Even with all that players could do with a Core Set of eight characters, we knew that part of what made the mobile game such a hit with its community was the constantly growing list of playable characters. That was a recipe we absolutely wanted to replicate in the board game, so very nearly from day one, we decided we’d be supporting Disney Sorcerer’s Arena: Epic Alliances with ongoing expansion content. The first expansion, Turning the Tide, released quickly on the heels of the Core Set’s release. Featuring Moana, Davy Jones, and Stitch, the set adds new mechanics and strategies that are fully compatible with those already found in the Core Set, all built around a theme of Oceanic characters and abilities.

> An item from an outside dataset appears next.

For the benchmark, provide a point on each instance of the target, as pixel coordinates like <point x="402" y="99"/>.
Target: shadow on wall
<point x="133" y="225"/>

And there are plans to help foster that growth even more. We see a future for Disney Sorcerer’s Arena: Epic Alliances that includes demos and tournament play, both at conventions and in-store events. We’re building materials to help local game stores organize and run tournaments, complete with premium prize support. We anticipate partners emerging from the community producing online content that engages new and veteran players alike. The experience of Disney Sorcerer’s Arena: Epic Alliances may start at the table, but it will go well beyond it, and we’re unbelievably excited to see where it takes us!
Fletch is a Senior Game Designer at The Op whose previous works include Harry Potter: Hogwarts Battle and Magic: The Gathering – Shadowmoor. His favorite games include Gloomhaven and Orleans. He lives in Oceanside, CA with his wife, their son, and a thoroughly uncooperative dachshund. When not designing or playing games, he enjoys listening to baseball radio broadcasts.